Le commissaire divisionnaire Coudrier avait fait subir une épreuve orale à la candidate. Sœur Gervaise avait écarté d'emblée les questions théoriques pour annoncer ce qu'elle savait en matière de délinquance urbaine. Le commissaire l'avait écoutée. Et il avait entendu une religieuse lui apporter la solution d'une demi-douzaine d'affaires irrésolues, qu'il avait lui-même classées: la disparition du fourgon de Rungis, octobre 89, le triple assassinat de la rue Froidevaux, juin de la même année, l'enlèvement et la mort de l'enfant Frémieux février 90, l'assassinat de l'avocat Champfort, mai 93… Nature des crimes, nom des coupables, mobiles et prolongements, tout y était, sœur Gervaise connaissait l'enfer comme sa poche. Mais pourquoi ne pas avoir alerté la police en temps voulu? C'était un délit, cela! Parce que les coupables avaient eux-mêmes disparu dans d'autres chaudrons, ou qu'ils s'étaient amendés, voilà pourquoi. Et sœur Gervaise de citer deux ou trois monastères qui abritaient ces rédemptions dans l'éternel secret de leur silence. Tout bien examiné, le divisionnaire Coudrier ne voyait pas d'inconvénient à ce que les assassins se condamnassent eux-mêmes à la perpétuité. Certes… mais sœur Gervaise savait la différence entre les murs incompressibles de la perpète et les horizons de l'Eternel. La plus ouverte des prisons est hermétique comme une tabatière, quand le plus clos des monastères donne tout entier sur le ciel. La conversation avait pris un tour crypto-théologique, et le commissaire divisionnaire Coudrier, insensiblement, s'était senti moins seul. L'inspecteur Pastor lui manquait. Le vieil inspecteur Van Thian, père putatif de Gervaise, lui manquait davantage encore.
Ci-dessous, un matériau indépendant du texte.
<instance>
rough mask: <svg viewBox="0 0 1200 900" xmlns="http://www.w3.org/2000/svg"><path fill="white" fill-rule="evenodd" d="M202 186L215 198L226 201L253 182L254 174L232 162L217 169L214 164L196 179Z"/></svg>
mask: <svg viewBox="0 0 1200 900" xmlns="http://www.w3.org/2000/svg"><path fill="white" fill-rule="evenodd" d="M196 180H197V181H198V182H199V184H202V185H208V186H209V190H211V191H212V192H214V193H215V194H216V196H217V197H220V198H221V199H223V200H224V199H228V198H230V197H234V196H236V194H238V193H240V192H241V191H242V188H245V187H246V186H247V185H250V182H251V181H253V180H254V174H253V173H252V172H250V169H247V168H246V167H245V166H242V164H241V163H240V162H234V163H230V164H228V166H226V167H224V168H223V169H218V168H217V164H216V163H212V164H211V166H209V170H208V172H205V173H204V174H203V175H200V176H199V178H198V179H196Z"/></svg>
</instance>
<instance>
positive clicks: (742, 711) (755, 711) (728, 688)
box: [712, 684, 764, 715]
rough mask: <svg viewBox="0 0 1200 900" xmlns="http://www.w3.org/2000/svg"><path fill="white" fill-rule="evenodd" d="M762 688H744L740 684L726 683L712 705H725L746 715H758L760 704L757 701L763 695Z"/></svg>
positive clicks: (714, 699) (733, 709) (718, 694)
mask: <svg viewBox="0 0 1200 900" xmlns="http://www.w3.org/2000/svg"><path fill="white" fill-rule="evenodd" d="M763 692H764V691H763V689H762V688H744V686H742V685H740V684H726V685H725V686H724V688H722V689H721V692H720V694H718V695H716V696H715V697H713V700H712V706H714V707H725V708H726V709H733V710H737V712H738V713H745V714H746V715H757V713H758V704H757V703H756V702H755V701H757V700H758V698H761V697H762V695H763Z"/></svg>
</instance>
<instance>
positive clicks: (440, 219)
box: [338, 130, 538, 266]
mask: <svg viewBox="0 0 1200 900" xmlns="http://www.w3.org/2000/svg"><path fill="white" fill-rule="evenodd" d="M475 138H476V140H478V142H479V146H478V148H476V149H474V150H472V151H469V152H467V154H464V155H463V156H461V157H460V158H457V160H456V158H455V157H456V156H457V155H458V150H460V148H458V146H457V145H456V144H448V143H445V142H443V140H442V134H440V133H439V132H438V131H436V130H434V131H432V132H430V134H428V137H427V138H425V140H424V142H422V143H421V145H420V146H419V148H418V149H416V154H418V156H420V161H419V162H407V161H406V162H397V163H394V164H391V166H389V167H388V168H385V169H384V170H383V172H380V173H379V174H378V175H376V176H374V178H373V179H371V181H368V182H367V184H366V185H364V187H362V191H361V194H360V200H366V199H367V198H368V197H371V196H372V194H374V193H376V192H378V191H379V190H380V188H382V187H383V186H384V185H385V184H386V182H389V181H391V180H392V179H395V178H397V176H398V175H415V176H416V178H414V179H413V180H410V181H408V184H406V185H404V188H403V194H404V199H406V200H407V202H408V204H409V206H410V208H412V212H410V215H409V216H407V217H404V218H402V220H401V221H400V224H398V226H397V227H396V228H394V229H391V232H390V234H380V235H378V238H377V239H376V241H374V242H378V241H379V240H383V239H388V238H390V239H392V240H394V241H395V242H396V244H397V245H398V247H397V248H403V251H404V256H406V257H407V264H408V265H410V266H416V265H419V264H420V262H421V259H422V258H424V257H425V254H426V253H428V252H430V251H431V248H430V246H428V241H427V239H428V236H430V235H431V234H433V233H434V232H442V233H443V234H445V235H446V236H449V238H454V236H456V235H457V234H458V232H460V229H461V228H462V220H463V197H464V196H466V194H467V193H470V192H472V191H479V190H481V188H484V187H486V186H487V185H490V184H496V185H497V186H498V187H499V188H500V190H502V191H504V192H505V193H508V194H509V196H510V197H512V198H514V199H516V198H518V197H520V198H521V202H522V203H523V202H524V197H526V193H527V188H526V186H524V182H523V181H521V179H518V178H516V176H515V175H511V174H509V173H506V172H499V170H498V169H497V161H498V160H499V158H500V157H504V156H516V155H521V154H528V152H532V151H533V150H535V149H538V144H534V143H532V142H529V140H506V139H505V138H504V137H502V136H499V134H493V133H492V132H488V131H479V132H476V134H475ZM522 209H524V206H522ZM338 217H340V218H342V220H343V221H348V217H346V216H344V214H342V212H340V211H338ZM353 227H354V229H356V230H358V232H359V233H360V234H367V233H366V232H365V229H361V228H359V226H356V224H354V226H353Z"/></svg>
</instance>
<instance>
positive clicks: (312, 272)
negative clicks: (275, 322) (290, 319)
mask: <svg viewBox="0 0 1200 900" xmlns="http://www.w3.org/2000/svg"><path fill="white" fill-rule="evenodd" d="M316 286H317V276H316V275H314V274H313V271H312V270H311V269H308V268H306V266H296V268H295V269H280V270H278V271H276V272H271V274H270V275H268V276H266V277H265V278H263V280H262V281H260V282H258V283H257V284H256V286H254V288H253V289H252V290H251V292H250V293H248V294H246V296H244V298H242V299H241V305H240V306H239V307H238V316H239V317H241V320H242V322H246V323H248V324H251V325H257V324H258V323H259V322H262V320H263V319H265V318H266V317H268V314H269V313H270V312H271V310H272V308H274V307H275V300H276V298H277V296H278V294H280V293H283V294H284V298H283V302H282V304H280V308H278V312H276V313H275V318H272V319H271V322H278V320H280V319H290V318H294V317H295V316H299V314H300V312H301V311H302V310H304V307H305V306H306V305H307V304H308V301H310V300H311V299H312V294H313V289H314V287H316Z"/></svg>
Bref, le commissaire divisionnaire Coudrier avait usé de son influence pour que Gervaise Van Thian accédât dans la semaine à la dignité d'inspecteur stagiaire, et qu'elle fût versée dans son service. Le divisionnaire Coudrier était devenu la mère supérieure de sœur Gervaise.

La frangine, comme l'appelait le vieux Beaujeu.

Le vieux Beaujeu.

Cissou la Neige.

Victime d'une illusion d'optique… autosacrifié au «paradoxe ultime de l'art plastique» (l'expression était dans le journal).
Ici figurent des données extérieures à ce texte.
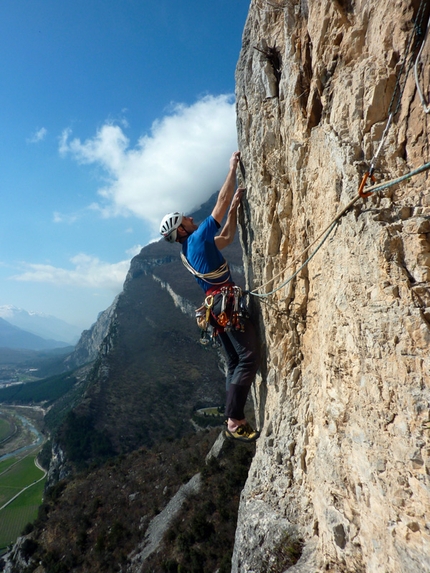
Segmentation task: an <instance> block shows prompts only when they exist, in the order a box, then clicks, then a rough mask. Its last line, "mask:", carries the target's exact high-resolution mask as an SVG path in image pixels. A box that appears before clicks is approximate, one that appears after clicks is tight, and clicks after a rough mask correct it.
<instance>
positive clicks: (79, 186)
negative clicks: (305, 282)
mask: <svg viewBox="0 0 430 573" xmlns="http://www.w3.org/2000/svg"><path fill="white" fill-rule="evenodd" d="M248 8H249V1H248V0H215V1H213V0H212V1H210V0H199V1H193V0H187V1H184V2H178V0H153V1H149V0H73V1H64V2H59V1H58V0H2V2H1V5H0V43H1V52H2V64H1V68H0V81H1V84H0V109H1V110H2V112H1V131H0V190H1V198H2V208H1V211H0V223H1V224H0V306H1V305H15V306H17V307H20V308H23V309H25V310H28V311H36V312H43V313H47V314H51V315H53V316H56V317H58V318H61V319H63V320H66V321H67V322H69V323H71V324H75V325H77V326H79V327H80V328H88V327H89V326H90V325H91V324H92V323H93V322H94V321H95V320H96V318H97V314H98V313H99V312H100V311H102V310H104V309H105V308H107V307H108V306H109V305H110V304H111V302H112V301H113V299H114V297H115V295H116V294H117V293H118V292H120V291H121V290H122V283H123V281H124V278H125V275H126V272H127V270H128V268H129V263H130V259H131V258H132V256H133V255H134V254H136V253H137V252H138V251H139V250H140V247H141V246H143V245H145V244H147V243H148V242H149V241H150V240H152V239H153V238H155V237H157V236H158V235H157V231H158V222H159V220H160V218H161V217H162V216H163V215H164V214H165V213H166V212H168V211H171V210H182V211H185V212H186V211H189V210H191V209H193V208H194V207H196V206H198V205H199V204H200V203H201V202H202V201H204V200H206V199H207V198H208V197H209V195H210V194H211V193H213V192H214V191H216V190H217V189H219V187H220V185H221V184H222V182H223V180H224V177H225V175H226V172H227V169H228V159H229V157H230V155H231V153H232V151H234V150H235V148H236V145H237V144H236V128H235V111H234V71H235V67H236V63H237V60H238V56H239V51H240V47H241V39H242V32H243V28H244V24H245V20H246V15H247V12H248Z"/></svg>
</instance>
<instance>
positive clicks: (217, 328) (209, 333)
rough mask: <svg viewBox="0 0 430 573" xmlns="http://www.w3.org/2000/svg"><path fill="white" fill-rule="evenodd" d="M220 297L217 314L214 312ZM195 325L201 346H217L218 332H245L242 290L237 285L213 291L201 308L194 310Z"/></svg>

Le divisionnaire Coudrier s'en excusa auprès de feu Cissou la Neige, mais penser à son suicide le distrayait de la jeune fille découpée sur son maroquin.

— Triste affaire, ce suicide… un affreux quiproquo… une victime de l'Art…

Gervaise approuva de la tête.

— Le suicide est une imprudence.

Cela dit sans sourire. Un propos de l'âme.

— Et ce n'est jamais un argument, ajouta le divisionnaire.

Ils laissèrent le silence retomber.

Le commissaire demanda:

— Vous avez trouvé le temps de prévenir les Malaussène?

— Oui, Monsieur, j'y suis allée avec l'inspecteur Titus, pendant que Silistri attendait l'ambulance.

*

COUDRIER: Comment se porte le crâne de Titus?

GERVAISE: Un gros hématome. Il est resté chez lui, aujourd'hui. Il doit passer une radio, je crois.

COUDRIER: …

GERVAISE: Envisagez-vous une sanction, Monsieur?

COUDRIER: J'envisage une engueulade. Si Caregga ne l'avait pas assommé à temps, Titus aurait assaisonné deux ou trois de ces cinglés, et il serait en prison pour meurtre, à l'heure qu'il est.

GERVAISE: …

COUDRIER: Je ne supporte pas l'idée que mes hommes prennent le risque de se faire embastiller.

GERVAISE: …

COUDRIER: Trop besoin d'eux.

GERVAISE: …

COUDRIER: J'ai détaché Titus et Silistri du grand banditisme pour votre protection personnelle, Gervaise… Charge à vous de les tenir un peu.

GERVAISE: …

COUDRIER: …

GERVAISE: …

COUDRIER: Votre deuxième tasse.

*

C'était sa sanction à elle. Le café d'Elisabeth tenait du rituel de passage. Une coupe d'allégeance au commissaire divisionnaire Coudrier. Celui qui buvait cela expiait tout. Et pouvait affronter tous les dangers.

Le jour s'était levé. Le divisionnaire Coudrier, dont la double fenêtre restait ouverte sur toutes les nuits de la ville, alla fermer les lourds rideaux de velours vert où butinaient les abeilles impériales et alluma sa lampe à rhéostat. L'or des abeilles et le liseré des tasses rutilèrent dans la pénombre. Le bronze de l'Empereur se mit à luire d'un éclat sombre. Les membres de la jeune fille dépecée explosèrent sous les yeux du commissaire. Cette blancheur!